Рассказ о брате - страница 30
Видно было, что на переделку кафе потратились. На окнах жалюзи, около входной лестницы литые перильца, вдоль стен черный цоколь под мрамор, а стены покрывала дорогая ворсистая обивка красного цвета. Кофе был дорогой, шиллинг за чашку, но она не возражала — за обстановку тоже надо платить, а какой особенно доход получишь от молодых ребят, которые назначают здесь свидание, а потом возьмут одну или две чашки кофе и просидят весь вечер?
Да, она не ожидала, что центр города изменится так сильно: площади и улицы стали шире, а на месте старых тяжелых домов середины прошлого века, которые уже не отвечали новым требованиям торговли, стояли железобетонные коробки. Но здесь время лишь слегка сгладило формы.
Она думала увидеть покрытый травой фундамент, но повернув за угол, увидела теперь, через тринадцать лет все те же остовы семи коттеджей без крыш. Комок подступил к горлу, она остановилась на мгновенье. Когда отсюда уехали жильцы, дома разрушили, чтоб в них не вселились бездомные. Уезжала одна семья за другой, и Маргарет становилось грустно. Сначала Филипсы, те самые, у которых за год до этого грузовиком задавило сына; потом Лоуренсы, у них была хорошенькая дочь, она вышла замуж за полицейского; потом О’Конноры. Этот О’Коннор однажды бегал за своей женой с ремнем по всей округе, вопя, что она гуляет с рыжим сборщиком аренды.

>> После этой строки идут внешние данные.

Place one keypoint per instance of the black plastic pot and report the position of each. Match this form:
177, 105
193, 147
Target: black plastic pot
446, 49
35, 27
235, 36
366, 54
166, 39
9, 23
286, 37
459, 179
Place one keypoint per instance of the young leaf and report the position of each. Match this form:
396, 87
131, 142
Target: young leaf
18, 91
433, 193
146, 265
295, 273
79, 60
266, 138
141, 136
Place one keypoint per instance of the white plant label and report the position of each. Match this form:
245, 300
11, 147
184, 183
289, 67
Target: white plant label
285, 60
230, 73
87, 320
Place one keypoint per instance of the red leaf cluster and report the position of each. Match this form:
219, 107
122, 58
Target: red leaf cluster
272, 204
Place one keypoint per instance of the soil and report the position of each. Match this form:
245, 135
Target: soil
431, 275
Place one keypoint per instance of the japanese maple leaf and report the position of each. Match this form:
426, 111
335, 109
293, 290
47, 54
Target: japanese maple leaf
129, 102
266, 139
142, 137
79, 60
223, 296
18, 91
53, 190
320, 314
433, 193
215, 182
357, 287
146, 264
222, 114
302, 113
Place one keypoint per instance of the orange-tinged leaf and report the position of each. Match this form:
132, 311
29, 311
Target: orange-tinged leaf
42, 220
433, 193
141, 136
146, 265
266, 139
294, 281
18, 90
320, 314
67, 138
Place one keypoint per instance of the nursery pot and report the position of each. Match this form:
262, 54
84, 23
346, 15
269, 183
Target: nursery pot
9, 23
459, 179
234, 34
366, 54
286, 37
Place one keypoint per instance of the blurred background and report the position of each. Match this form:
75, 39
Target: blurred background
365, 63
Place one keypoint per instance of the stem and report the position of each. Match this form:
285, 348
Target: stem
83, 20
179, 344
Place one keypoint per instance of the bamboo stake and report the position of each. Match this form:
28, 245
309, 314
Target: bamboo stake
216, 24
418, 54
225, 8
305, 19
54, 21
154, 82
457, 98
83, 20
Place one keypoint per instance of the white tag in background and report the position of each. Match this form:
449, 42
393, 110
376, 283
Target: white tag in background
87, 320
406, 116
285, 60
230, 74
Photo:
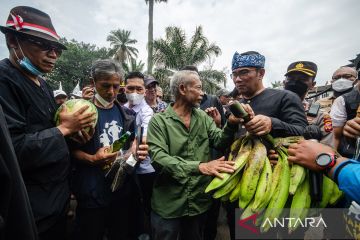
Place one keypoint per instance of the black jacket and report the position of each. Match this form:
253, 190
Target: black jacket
40, 147
16, 218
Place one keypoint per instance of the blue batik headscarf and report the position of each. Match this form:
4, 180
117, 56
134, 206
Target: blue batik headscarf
248, 59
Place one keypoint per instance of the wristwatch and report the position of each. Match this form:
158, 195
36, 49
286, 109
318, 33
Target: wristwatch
326, 160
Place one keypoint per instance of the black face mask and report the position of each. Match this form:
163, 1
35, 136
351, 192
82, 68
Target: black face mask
121, 97
297, 87
338, 94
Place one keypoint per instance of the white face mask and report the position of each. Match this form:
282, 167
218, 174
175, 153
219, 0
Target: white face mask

Потом прислали нового сборщика, миссис О’Коннор стала мрачной и злобной и вообще не желала разговаривать с мужем. Больше всего Маргарет огорчилась, когда уезжала миссис Уилсон. Миссис Уилсон ухаживала за матерью Маргарет, когда та заболела, и любила Маргарет, как дочь. Именно она сказала Маргарет, что та должна мужаться, потому что матери очень плохо и станет лучше, когда она уйдет на небо, к богу. С миссис Уилсон можно было говорить о матери, и память оставалась живой. Когда миссис Уилсон уехала, говорить стало больше не с кем. Отец никогда не заводил таких разговоров, и если вдруг в какой‑то момент Маргарет не могла вызвать в памяти образ матери, ее охватывал испуг и отчаянье. Ей казалось, что как только она забудет облик матери, то потеряет ее навеки, поскольку память была единственной тоненькой ниточкой, которая все еще удерживала мать на земле. Потом уехали все семьи, они остались последними. Разоренные дома стояли печальные и пустые. Пол покрывал мусор, со стен обсыпалась штукатурка, и стены казались странными картами каких‑то огромных незнакомых континентов. А работу по уничтожению их дома сделал за рабочих маленький мальчик со спичками.
В тот вечер отец и Лаура пошли в клуб, а Маргарет должна была накормить малышей и уложить спать. Она уже привыкла к этой своей обязанности, но в долгие летние вечера дети никак не хотели угомониться. Сначала поссорились из‑за клубничного джема, и дело кончилось тем, что она отшлепала Питера, зачинщика, а он, пытаясь подыскать слова, которые выразили бы всю его ярость, выпалил: «Вот попробуй еще ударь, я на тебя написаю». Она держала на руках Анджелу и поэтому не могла дотянуться до Питера, чтоб ему добавить, и он беспрепятственно убежал.
Стоял теплый вечер, ветерок доносил кисловатый запах тлеющего мусора, где‑то на другом конце улицы, наверно, горела урна. Косые лучи заходящего солнца, прорезав сероватую дымку, закатным золотом заливали город. Прямо за коттеджами начиналась немощеная пыльная дорога. Питер, перегнувшись через забор, кидал тут камешки в сад перед домом, что стоял внизу: склон был такой крутой, что черепичные крыши нижнего ряда оказывались почти на уровне их улицы.
— Питер, пошли домой, — позвала она. — Спать пора.
Он не откликнулся и продолжал кидать камешки. Тогда она, увязая в дорожной пыли, побежала к нему и, хоть он сделал попытку вывернуться, успела его схватить.
— Сколько раз тебе говорили не кидать камни, вот разобьешь окно или попадешь в кого‑нибудь, тогда у всех нас из‑за тебя будут неприятности!
Хохоча, он все‑таки пытался выскользнуть из ее цепкой хватки. Тогда она взяла его за ворот старого, обтрепанного свитера и потащила к дому.
— Пора спать, а будешь хулиганить, я тебе задам как следует.